We conducted a longitudinal study of pregnant women with HCV and their infants between January 2014 to December 2018. Screening for HCV antibodies was offered to all women delivering at our tertiary institution. HCV RT-PCR was performed if seropositive. Infants were followed prospectively.

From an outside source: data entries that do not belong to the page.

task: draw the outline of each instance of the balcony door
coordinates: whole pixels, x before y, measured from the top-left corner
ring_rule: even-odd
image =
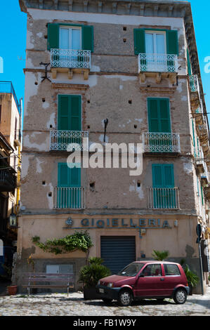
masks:
[[[174,209],[176,205],[173,164],[153,164],[154,209]]]
[[[60,49],[81,50],[81,27],[60,27],[59,43]]]
[[[164,72],[167,68],[166,33],[145,32],[147,70]]]
[[[60,62],[62,67],[79,67],[83,59],[81,27],[60,27]]]
[[[81,95],[59,95],[58,108],[58,130],[59,131],[58,143],[69,147],[70,144],[78,145],[81,143]]]
[[[151,152],[172,152],[169,98],[148,98],[149,145]]]
[[[58,164],[57,205],[58,209],[81,209],[81,168]]]

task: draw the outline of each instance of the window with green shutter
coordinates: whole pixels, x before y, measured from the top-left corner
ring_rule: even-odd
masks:
[[[190,58],[188,48],[187,49],[187,61],[188,61],[188,73],[190,76],[192,74],[192,70],[191,70],[191,62],[190,62]]]
[[[147,98],[149,131],[171,133],[169,98]]]
[[[173,164],[153,164],[152,171],[155,209],[176,208]]]
[[[81,95],[58,95],[58,130],[67,131],[69,133],[60,132],[58,143],[66,145],[67,148],[72,144],[72,149],[77,149],[77,145],[82,143],[81,135]]]
[[[147,99],[149,145],[153,152],[173,152],[171,133],[169,100],[168,98]],[[152,134],[153,133],[153,134]]]
[[[58,129],[81,131],[81,95],[58,95]]]
[[[93,51],[93,27],[92,25],[76,25],[76,24],[64,24],[64,23],[49,23],[48,25],[48,51],[50,51],[52,48],[59,48],[60,44],[60,29],[64,29],[64,27],[72,28],[74,31],[75,35],[79,35],[77,31],[77,28],[81,28],[81,50],[84,51]],[[74,29],[74,27],[75,29]],[[64,36],[66,34],[66,37],[69,37],[69,34],[67,33],[67,31],[63,31],[62,36]],[[75,44],[79,44],[79,43],[74,43]],[[62,41],[63,45],[66,45],[65,47],[70,48],[72,43],[65,43]],[[74,48],[74,47],[73,47]]]
[[[82,191],[80,188],[81,168],[71,168],[67,163],[58,163],[56,207],[80,209],[82,204]]]
[[[176,30],[162,29],[134,29],[134,53],[146,52],[145,33],[155,32],[164,32],[166,35],[166,51],[167,54],[174,54],[178,55],[178,32]],[[160,42],[162,40],[160,39]],[[156,47],[155,51],[158,51],[159,47]],[[162,50],[161,51],[162,51]]]

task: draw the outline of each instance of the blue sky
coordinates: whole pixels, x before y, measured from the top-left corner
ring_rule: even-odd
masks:
[[[210,112],[210,73],[204,72],[206,65],[204,59],[210,57],[210,1],[190,0],[189,2],[192,6],[203,87],[206,94],[207,112]],[[0,56],[4,59],[4,73],[0,73],[0,80],[11,81],[20,98],[24,97],[25,60],[20,59],[25,59],[27,17],[20,11],[18,0],[1,0],[0,8]]]

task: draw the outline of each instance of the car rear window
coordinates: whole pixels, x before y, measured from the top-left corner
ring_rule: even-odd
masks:
[[[120,276],[136,276],[144,265],[143,263],[132,263],[117,273]]]
[[[170,263],[164,263],[164,271],[165,275],[166,276],[174,276],[174,275],[180,275],[180,270],[178,267],[176,265],[172,265]]]

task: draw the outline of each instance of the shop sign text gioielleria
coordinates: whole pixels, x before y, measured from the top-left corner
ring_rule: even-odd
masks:
[[[84,218],[79,222],[79,226],[74,226],[74,220],[69,218],[65,221],[65,228],[71,229],[138,229],[139,236],[145,234],[147,229],[171,229],[168,220],[146,219],[146,218],[108,218],[106,219],[97,219]],[[175,223],[177,220],[174,221]]]

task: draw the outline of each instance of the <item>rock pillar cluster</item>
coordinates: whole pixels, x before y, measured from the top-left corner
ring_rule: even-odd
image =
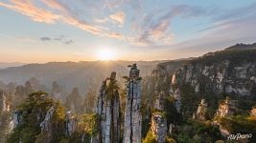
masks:
[[[141,77],[140,71],[136,64],[128,66],[130,68],[129,77],[128,78],[124,142],[141,142]]]
[[[118,143],[121,133],[120,97],[116,72],[112,72],[101,87],[97,102],[97,114],[100,115],[100,129],[92,142]]]

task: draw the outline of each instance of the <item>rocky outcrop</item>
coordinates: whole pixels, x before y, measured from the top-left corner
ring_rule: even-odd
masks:
[[[40,123],[41,132],[49,132],[51,129],[51,119],[53,117],[55,109],[51,107],[44,117],[44,120]]]
[[[165,97],[165,92],[161,92],[155,99],[154,102],[154,109],[158,111],[163,111],[164,110],[164,97]]]
[[[173,96],[174,96],[174,98],[175,98],[175,102],[174,102],[174,104],[175,104],[175,109],[176,109],[176,112],[177,112],[178,113],[180,113],[182,103],[181,103],[181,95],[180,95],[179,89],[176,89],[176,90],[175,90],[175,92],[173,93]]]
[[[167,135],[167,122],[163,114],[154,112],[151,116],[151,127],[157,143],[164,143]]]
[[[198,107],[197,112],[193,114],[193,118],[199,121],[205,121],[207,119],[207,103],[204,99],[201,99],[201,102]]]
[[[0,91],[0,113],[10,112],[10,105],[4,92]]]
[[[41,128],[41,133],[45,134],[43,141],[45,143],[50,143],[53,139],[53,124],[52,124],[52,118],[55,112],[55,108],[51,107],[43,119],[43,121],[40,123]]]
[[[256,118],[256,106],[252,107],[250,114],[251,114],[251,116]]]
[[[165,99],[164,92],[160,92],[158,96],[156,97],[154,103],[154,109],[157,111],[151,114],[151,130],[155,136],[155,140],[157,143],[164,143],[167,135],[167,120],[163,113],[164,112],[164,99]]]
[[[255,95],[255,51],[224,51],[205,54],[177,70],[173,82],[190,84],[196,92]]]
[[[219,105],[219,109],[216,112],[216,117],[226,117],[235,114],[237,112],[237,100],[230,100],[229,97]]]
[[[60,103],[63,103],[63,94],[61,92],[61,89],[56,81],[53,82],[52,96],[55,100],[59,101]]]
[[[129,77],[128,77],[124,142],[141,142],[141,77],[140,71],[136,64],[128,66],[130,68]]]
[[[96,112],[100,115],[100,130],[93,142],[118,143],[121,138],[120,97],[116,72],[112,72],[101,87]]]
[[[65,134],[66,136],[71,136],[75,133],[78,127],[78,120],[71,112],[66,112],[65,115]]]

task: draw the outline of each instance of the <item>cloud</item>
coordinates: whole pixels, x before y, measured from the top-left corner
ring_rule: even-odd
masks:
[[[126,14],[123,11],[118,11],[114,14],[109,15],[109,18],[119,25],[125,23]]]
[[[36,22],[54,23],[59,15],[35,7],[30,0],[12,0],[12,4],[0,2],[0,6],[31,17]]]
[[[106,28],[90,24],[85,20],[79,18],[76,12],[72,11],[65,4],[60,3],[58,0],[40,1],[39,4],[44,4],[48,9],[39,8],[38,3],[33,3],[32,0],[9,0],[9,3],[0,2],[0,6],[29,16],[33,21],[36,22],[54,24],[57,21],[62,21],[98,36],[118,39],[122,39],[120,37],[124,36],[121,33],[107,31]],[[118,13],[113,17],[116,20],[115,22],[124,22],[124,15],[122,13]]]
[[[67,45],[70,45],[70,44],[73,44],[74,43],[74,40],[71,40],[71,39],[68,39],[67,36],[65,35],[59,35],[58,37],[40,37],[40,40],[43,41],[43,42],[46,42],[46,41],[57,41],[57,42],[60,42],[62,44],[67,44]]]
[[[52,39],[50,37],[40,37],[41,41],[51,41]]]

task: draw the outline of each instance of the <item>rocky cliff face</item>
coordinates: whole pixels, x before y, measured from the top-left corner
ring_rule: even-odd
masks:
[[[164,99],[166,98],[166,94],[164,92],[161,92],[156,97],[154,109],[157,111],[156,112],[151,113],[151,130],[155,136],[155,140],[157,143],[164,143],[167,135],[167,120],[163,113],[164,109]]]
[[[10,112],[10,104],[4,92],[0,91],[0,113]]]
[[[201,99],[201,102],[199,103],[197,112],[193,114],[193,118],[199,120],[199,121],[205,121],[207,118],[207,103],[204,99]]]
[[[235,114],[238,110],[237,102],[237,100],[230,100],[230,98],[227,97],[220,104],[216,116],[226,117]]]
[[[65,135],[71,136],[78,128],[78,120],[71,112],[66,112],[65,114]]]
[[[101,87],[97,102],[97,114],[100,117],[100,131],[92,142],[118,143],[121,135],[120,97],[116,72],[112,72]]]
[[[255,106],[252,108],[250,114],[251,114],[251,116],[256,118],[256,107]]]
[[[223,51],[191,60],[173,75],[196,92],[255,95],[256,51]]]
[[[162,114],[152,113],[151,116],[151,127],[153,135],[157,143],[164,143],[167,135],[167,123],[166,119]]]
[[[141,142],[141,78],[140,71],[136,64],[130,67],[129,77],[128,77],[124,142]]]

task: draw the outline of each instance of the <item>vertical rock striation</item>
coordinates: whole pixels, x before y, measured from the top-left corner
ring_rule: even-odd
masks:
[[[126,112],[125,112],[125,143],[141,142],[141,77],[140,71],[136,64],[128,66],[130,68],[129,77],[128,78]]]
[[[100,115],[100,129],[92,142],[120,142],[121,111],[115,72],[111,72],[110,77],[106,78],[102,84],[96,112]]]
[[[156,136],[157,143],[165,142],[168,129],[166,119],[161,113],[152,113],[151,130]]]
[[[66,136],[71,136],[75,133],[78,127],[78,120],[71,112],[66,112],[65,115],[65,134]]]
[[[199,121],[205,121],[207,117],[207,103],[204,99],[201,99],[201,102],[199,103],[197,112],[193,114],[193,118],[199,120]]]
[[[219,106],[219,109],[216,112],[217,117],[226,117],[233,115],[237,112],[237,100],[230,100],[229,97],[221,102]]]
[[[174,92],[173,96],[175,97],[175,107],[176,109],[176,112],[178,113],[181,112],[181,95],[180,95],[180,92],[179,92],[179,89],[176,89],[175,92]]]
[[[160,92],[156,97],[154,109],[157,111],[151,114],[151,130],[155,136],[157,143],[164,143],[167,135],[167,121],[164,115],[164,92]]]

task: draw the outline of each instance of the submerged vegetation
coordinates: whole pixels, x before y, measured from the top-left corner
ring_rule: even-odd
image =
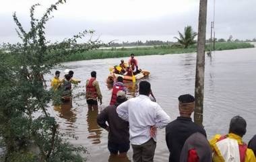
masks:
[[[254,46],[249,43],[236,42],[218,42],[216,44],[216,50],[231,50],[238,48],[253,48]],[[206,46],[206,51],[210,50],[210,46]],[[164,45],[151,47],[134,47],[134,48],[102,48],[89,50],[84,52],[74,52],[67,56],[65,61],[73,61],[82,60],[91,60],[98,58],[119,58],[129,56],[131,53],[136,56],[166,54],[179,53],[192,53],[197,51],[196,44],[184,48],[180,46]]]
[[[88,30],[61,42],[51,43],[46,40],[46,23],[51,19],[51,13],[64,3],[65,0],[59,0],[40,19],[34,16],[39,4],[32,5],[28,31],[13,14],[22,41],[4,44],[4,52],[0,50],[0,147],[3,149],[0,161],[85,161],[79,153],[86,149],[75,147],[63,138],[64,134],[59,132],[59,124],[47,112],[49,102],[55,95],[43,84],[43,75],[64,61],[63,58],[101,45],[98,40],[91,40],[83,45],[76,43],[77,39],[87,35],[90,38],[93,32]]]

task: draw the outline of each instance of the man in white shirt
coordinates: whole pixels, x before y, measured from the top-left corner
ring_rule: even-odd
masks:
[[[129,122],[134,162],[153,161],[156,147],[154,128],[162,128],[170,122],[170,117],[158,104],[150,100],[150,83],[141,81],[139,95],[123,103],[117,109],[119,116]]]

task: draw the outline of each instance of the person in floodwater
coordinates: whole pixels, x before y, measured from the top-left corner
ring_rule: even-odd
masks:
[[[128,65],[131,66],[132,63],[134,63],[135,65],[137,67],[138,67],[138,62],[136,58],[134,58],[134,54],[131,54],[131,57],[129,59],[128,61]]]
[[[89,109],[98,109],[98,100],[102,104],[102,95],[96,79],[96,72],[92,71],[91,78],[86,81],[86,102]]]
[[[233,117],[229,124],[228,134],[216,134],[210,140],[214,151],[213,161],[255,162],[253,151],[247,148],[242,138],[246,133],[247,122],[239,116]]]
[[[110,155],[118,155],[119,153],[120,157],[127,157],[130,148],[129,123],[120,118],[117,113],[117,107],[126,100],[125,92],[119,91],[117,102],[104,109],[97,117],[98,124],[108,132],[108,149]]]
[[[127,91],[127,88],[123,84],[123,79],[121,77],[117,77],[117,81],[114,83],[113,89],[112,91],[112,96],[110,105],[115,105],[117,102],[117,94],[119,91],[124,91],[125,93]]]
[[[256,135],[250,140],[248,144],[248,148],[253,151],[254,155],[256,156]]]
[[[120,74],[120,71],[119,70],[117,70],[117,66],[115,65],[114,66],[114,69],[112,71],[112,73],[115,73],[115,74]]]
[[[129,123],[134,162],[154,161],[156,128],[162,128],[170,122],[160,106],[150,100],[150,83],[141,81],[139,95],[123,102],[117,109],[119,116]]]
[[[121,72],[122,74],[124,74],[126,72],[126,68],[127,67],[127,65],[125,63],[125,61],[122,59],[121,60],[121,63],[119,64],[119,67],[122,68]]]
[[[55,76],[51,83],[51,86],[53,90],[56,91],[61,84],[61,81],[59,79],[61,72],[59,71],[55,71]]]
[[[76,79],[73,77],[73,76],[74,75],[74,72],[73,71],[69,71],[69,75],[71,77],[71,82],[72,84],[78,84],[78,83],[81,83],[80,80]]]
[[[166,140],[170,151],[169,162],[180,162],[180,155],[185,142],[191,134],[200,132],[206,137],[205,130],[192,121],[195,97],[189,94],[179,97],[180,116],[166,127]]]
[[[61,95],[63,99],[66,101],[69,101],[71,97],[71,77],[66,74],[65,75],[65,78],[62,81],[61,85],[61,89],[63,91]]]
[[[212,151],[205,135],[195,132],[185,141],[180,162],[212,162]]]

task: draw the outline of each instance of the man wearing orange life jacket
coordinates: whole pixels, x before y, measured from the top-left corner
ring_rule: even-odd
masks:
[[[253,151],[242,141],[246,133],[246,126],[245,119],[239,116],[234,116],[231,119],[228,134],[216,134],[210,141],[214,151],[214,162],[256,161]]]
[[[138,67],[138,62],[137,59],[134,58],[134,54],[132,53],[131,54],[131,58],[129,59],[128,65],[131,66],[133,63],[136,65],[137,67]]]
[[[96,80],[96,72],[92,71],[91,78],[86,81],[86,102],[89,109],[98,109],[98,100],[102,104],[102,95],[100,92],[98,82]]]
[[[109,105],[115,105],[117,103],[117,94],[119,91],[127,92],[127,89],[123,85],[123,79],[121,77],[117,77],[117,82],[114,83],[113,90],[112,91],[111,100]]]
[[[121,72],[124,74],[126,72],[126,68],[127,67],[127,65],[125,63],[125,61],[122,59],[121,60],[121,64],[119,64],[119,67],[122,68]]]

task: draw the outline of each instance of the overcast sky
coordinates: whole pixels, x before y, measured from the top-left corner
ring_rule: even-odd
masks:
[[[0,43],[19,40],[12,14],[29,28],[29,9],[40,17],[55,0],[0,0]],[[199,0],[67,0],[53,13],[46,26],[47,38],[60,40],[86,29],[105,42],[113,40],[173,41],[185,26],[197,31]],[[208,0],[207,38],[213,21],[214,0]],[[256,0],[216,0],[216,37],[227,39],[256,38]]]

Among 18,953 pregnant women delivering, 17,810 were screened for HCV antibodies (93.9%) with 130 positive results. (HCV seroprevalence 0.7%). HCV RNA was detectable in 57/117 cases (48.7%). HCV viremia was associated with use of injectable drugs (p=0.03), inhaled/crack drug use (p=0.02), an HCV-seropositive partner, ≥3 lifetime sexual partners (p=<0.01). Genotype 1 was most prevalent (68%) during pregnancy. Among 43 children with follow-up, 6 (13%) were HCV infected (transmission rate 13.9%); genotype 3 infected 50%. Two infants (33%) cleared infection; mothers had genetic polymorphisms associated with clearance.
HCV vertical transmission was high in our population, with HCV infection during pregnancy being vastly underdiagnosed. Public health efforts must focus on this vulnerable population for disease prevention and early treatment.